Walid Joumblatt prononçant son discours à Baakline.
Plusieurs délégations et personnalités ont pris part à la première cérémonie, qui a couronné une marche partie du palais de Moukhtara en direction du mausolée. Outre M. Joumblatt, son épouse Nora, et ses deux fils Taymour et Aslane, il y avait notamment le ministre de l’Économie et du Commerce Nicolas Nahas, représentant le Premier ministre, Nagib Mikati, les ministres Ghazi Aridi, Alaeddine Terro et Waël Bou Faour, les députés Bahia Hariri, Marwan Hamadé, Fouad Saad, Mohammad Hajjar, Élie Aoun, Akram Chehayeb, Henri Hélou et Antoine Saad, le vice-président du courant du Futur, Antoine Andraos, une délégation du Renouveau démocratique, conduite par son vice-président Misbah Ahdab, et une autre de la Gauche démocratique sous l’égide de l’ancien député Élias Atallah. L’Autorité palestinienne a elle aussi dépêché une délégation.
Après une cérémonie religieuse autour de la tombe, M. Joumblatt a déposé une rose rouge sur la sépulture puis deux autres sur celles des deux compagnons de Kamal Joumblatt morts avec lui, Fawzi Chedid et Hafez Ghosseini.
« Ce jour de la 35e commémoration, c’est celui de la sincérité avec soi-même, du retour aux racines.

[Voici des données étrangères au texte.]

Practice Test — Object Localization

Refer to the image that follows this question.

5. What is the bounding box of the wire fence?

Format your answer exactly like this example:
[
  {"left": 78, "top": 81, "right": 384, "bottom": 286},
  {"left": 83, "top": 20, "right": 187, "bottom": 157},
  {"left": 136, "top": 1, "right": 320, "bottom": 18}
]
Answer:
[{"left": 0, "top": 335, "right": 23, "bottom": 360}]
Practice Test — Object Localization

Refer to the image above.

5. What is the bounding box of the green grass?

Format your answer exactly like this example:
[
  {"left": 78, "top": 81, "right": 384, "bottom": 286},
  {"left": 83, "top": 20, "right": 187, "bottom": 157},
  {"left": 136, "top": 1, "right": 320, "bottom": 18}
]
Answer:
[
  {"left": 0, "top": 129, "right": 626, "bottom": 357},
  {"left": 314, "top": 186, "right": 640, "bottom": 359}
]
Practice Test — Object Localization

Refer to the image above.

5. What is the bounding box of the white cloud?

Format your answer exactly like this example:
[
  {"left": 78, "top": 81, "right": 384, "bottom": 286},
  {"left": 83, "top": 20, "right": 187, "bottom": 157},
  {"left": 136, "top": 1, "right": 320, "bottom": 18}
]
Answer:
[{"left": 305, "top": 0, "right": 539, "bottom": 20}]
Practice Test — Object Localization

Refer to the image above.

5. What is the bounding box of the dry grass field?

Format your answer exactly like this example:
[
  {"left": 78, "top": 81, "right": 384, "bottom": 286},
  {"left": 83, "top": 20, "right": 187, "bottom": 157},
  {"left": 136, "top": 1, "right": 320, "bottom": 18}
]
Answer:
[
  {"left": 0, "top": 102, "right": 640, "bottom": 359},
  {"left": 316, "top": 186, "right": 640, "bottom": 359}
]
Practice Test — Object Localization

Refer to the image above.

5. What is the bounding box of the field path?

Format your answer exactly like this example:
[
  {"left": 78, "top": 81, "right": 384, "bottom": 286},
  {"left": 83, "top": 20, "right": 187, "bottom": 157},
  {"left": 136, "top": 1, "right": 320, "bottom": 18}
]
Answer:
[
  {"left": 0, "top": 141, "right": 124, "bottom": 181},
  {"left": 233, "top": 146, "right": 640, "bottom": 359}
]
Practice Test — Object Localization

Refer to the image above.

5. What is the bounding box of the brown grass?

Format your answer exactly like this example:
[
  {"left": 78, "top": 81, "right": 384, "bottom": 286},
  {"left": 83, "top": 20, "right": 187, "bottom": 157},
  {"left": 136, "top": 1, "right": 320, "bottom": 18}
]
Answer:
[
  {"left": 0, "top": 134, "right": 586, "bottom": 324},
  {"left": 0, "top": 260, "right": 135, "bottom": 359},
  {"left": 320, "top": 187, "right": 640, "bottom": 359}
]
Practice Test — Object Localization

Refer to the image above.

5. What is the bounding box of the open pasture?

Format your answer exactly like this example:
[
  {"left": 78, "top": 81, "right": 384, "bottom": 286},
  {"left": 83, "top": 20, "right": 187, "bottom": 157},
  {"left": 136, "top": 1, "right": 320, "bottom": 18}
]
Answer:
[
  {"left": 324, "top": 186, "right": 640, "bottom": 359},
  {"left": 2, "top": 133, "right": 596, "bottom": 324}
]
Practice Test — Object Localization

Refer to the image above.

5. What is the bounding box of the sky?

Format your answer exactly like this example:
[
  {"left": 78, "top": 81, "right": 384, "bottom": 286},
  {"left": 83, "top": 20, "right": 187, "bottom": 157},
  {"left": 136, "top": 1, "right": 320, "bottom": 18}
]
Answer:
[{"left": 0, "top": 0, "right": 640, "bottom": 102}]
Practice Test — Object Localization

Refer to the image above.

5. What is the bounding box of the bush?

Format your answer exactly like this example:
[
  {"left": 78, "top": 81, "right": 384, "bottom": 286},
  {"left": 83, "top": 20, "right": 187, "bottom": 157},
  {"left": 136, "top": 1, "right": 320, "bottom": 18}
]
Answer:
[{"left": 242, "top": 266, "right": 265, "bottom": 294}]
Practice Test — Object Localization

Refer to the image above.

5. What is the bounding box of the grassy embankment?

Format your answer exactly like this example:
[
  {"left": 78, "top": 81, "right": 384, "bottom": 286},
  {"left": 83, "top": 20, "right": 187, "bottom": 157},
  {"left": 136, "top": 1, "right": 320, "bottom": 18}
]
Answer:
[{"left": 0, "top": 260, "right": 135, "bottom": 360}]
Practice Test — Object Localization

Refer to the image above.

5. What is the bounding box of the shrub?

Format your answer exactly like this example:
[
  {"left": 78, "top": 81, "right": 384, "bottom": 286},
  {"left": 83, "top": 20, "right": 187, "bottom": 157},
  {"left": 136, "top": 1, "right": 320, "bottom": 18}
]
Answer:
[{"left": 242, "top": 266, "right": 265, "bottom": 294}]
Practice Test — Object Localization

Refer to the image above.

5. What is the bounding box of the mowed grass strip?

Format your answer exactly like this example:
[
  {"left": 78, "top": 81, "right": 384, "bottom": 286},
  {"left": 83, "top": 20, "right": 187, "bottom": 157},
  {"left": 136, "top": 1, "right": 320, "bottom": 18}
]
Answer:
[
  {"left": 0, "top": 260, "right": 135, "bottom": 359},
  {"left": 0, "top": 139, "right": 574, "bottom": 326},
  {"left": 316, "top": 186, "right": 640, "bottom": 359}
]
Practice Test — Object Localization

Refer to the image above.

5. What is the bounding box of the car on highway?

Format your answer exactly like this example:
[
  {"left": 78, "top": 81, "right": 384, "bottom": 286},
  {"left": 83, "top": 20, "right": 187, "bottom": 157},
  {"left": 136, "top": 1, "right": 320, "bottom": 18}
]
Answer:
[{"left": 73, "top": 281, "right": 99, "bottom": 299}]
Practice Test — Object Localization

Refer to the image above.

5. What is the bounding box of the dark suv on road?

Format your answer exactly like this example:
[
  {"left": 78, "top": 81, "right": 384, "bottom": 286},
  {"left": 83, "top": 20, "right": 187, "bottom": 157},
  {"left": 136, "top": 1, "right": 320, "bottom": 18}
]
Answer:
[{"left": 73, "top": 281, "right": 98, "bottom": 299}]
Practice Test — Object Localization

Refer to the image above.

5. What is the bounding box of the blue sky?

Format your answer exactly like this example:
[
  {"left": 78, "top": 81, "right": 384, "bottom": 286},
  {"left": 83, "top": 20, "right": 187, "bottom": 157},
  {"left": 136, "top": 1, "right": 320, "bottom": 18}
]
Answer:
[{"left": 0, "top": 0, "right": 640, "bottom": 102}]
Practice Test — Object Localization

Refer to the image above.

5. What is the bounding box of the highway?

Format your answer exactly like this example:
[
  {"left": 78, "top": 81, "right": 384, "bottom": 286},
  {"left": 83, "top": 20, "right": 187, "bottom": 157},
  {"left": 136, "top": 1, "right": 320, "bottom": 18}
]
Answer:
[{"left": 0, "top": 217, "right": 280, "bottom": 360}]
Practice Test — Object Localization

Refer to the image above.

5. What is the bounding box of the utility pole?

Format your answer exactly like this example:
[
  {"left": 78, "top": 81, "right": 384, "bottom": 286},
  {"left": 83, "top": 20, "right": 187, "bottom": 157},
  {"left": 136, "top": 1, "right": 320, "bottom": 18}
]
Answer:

Vive la Syrie libre », a lancé Walid Joumblatt, mettant ainsi fin, en quelques mots, à la phase du rapprochement avec le régime syrien, entamé en 2010. Puis il s’est penché une nouvelle fois pour déposer sur la tombe le drapeau des révolutionnaires syriens, dans un geste fortement symbolique destiné à faire savoir que cette fois-ci, le divorce avec Bachar el-Assad était définitif.
M. Joumblatt devait par ailleurs recevoir à cette occasion plusieurs appels téléphoniques, en particulier du chef du courant du Futur, Saad Hariri, et de la députée FL Sethrida Geagea.
Hamadé accuse...
Plus tard dans la journée, plusieurs des personnalités présentes en matinée à Moukhtara se sont retrouvées à Baakline autour de MM. Joumblatt et Hamadé pour une autre cérémonie à la mémoire des martyrs de cette bourgade.
Prenant la parole, le chef du PSP a dit : « Quel que soit le niveau de dureté du débat politique, nous devons continuer à croire au dialogue démocratique. » Saluant « les martyrs de Baakline et de la Montagne », et « ceux de la révolution arabe syrienne », il a lancé : « Le peuple syrien restera et la vie des tyrans est courte. »
Et dans une allusion aux intempéries à l’extérieur, il a ajouté : « La commémoration des martyrs de Baakline coïncide avec celle de Kamal Joumblatt. Voilà pourquoi la nature se met en colère, mais la plaie de la Montagne, nous l’avons refermée en 2001 avec le patriarche maronite Nasrallah Sfeir. »
De son côté, M. Hamadé a dit : « Nous célébrons la mémoire de nos martyrs et d’abord de Kamal Joumblatt, qui avait refusé la grande prison (arabe) et qui est tombé sous les balles du régime syrien haineux. »
« La chute (de ce régime) est une certitude, même si elle est ajournée. Si nos martyrs pouvaient parler, ils auraient lancé avec Walid bey le cri de l’unité entre vous et de la paix civile, et celui de l’attachement à la direction (joumblattiste) », a-t-il ajouté, avant d’évoquer la question des druzes de Syrie. »
Ces derniers « font face aujourd’hui à une tentative visant à les séparer de leur environnement arabe et de dissocier notre histoire du printemps arabe. On cherche à les rattacher aux “chabbiha” du régime assadiste en voie de disparition ».


Monsieur Kamal Joumblatt était un grand Monsieur que j'ai eu l'honneur d'interviewer en 1974 au Liban sur la religion druze. Je n'oublierai pas la profondeur, ainsi que la modestie, de ce Monsieur qui, par ailleurs, fut l'ami commun de deux esprits éclairés: le Professeur Roger Godel, beau-père d'Andrée Chedid, et l'orientaliste Jean Herbert. Tous trois furent liés par leur intérêt pour les religions orientales et la méditation, facteurs de Paix... Je n'oublie pas comment il fut assassiné.